Each team had to make various design tradeoffs when working on the electrical aspects of their robot. Some teams chose to use ultrasound or infrared range finders to precisely determine the target position, while other teams relied solely on their robot's digital camera. Several teams used contact switches to detect a target in their gripper, or to detect a collision with a wall. Other electrical components, such as amplified speakers to announce arrival at a target, were also added.
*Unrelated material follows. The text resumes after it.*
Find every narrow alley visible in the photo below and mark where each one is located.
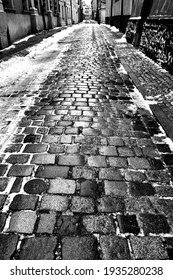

Finally, each team developed their own high-level strategy. Some teams use a simple, stateless strategy to repeatedly search for and grab a red target, then find a scoring area and drop it off. Teams which can carry multiple targets must decide how many targets to collect before unloading them at a scoring area. More advanced teams use the camera and sensor data to create an internal map of the playing field which allows the robot to make more intelligent decisions. Some teams have chosen to ignore the home scoring area in favor of the easier-to-find yellow scoring areas, while other teams have programmed their robot to carefully backtrack its movements and thus return the targets to the home scoring area. While four minutes sounds like a long time, a robot can easily squander it by spending too much time collecting and processing sensor data, or by picking an inefficient route from one point to another. Acquiring more data enables the robot to choose more efficient routes, so the time limit imposed a fundamental design tradeoff.

Each team’s robot is a unique creation with its own mix of mechanical, electrical, and high-level strategies.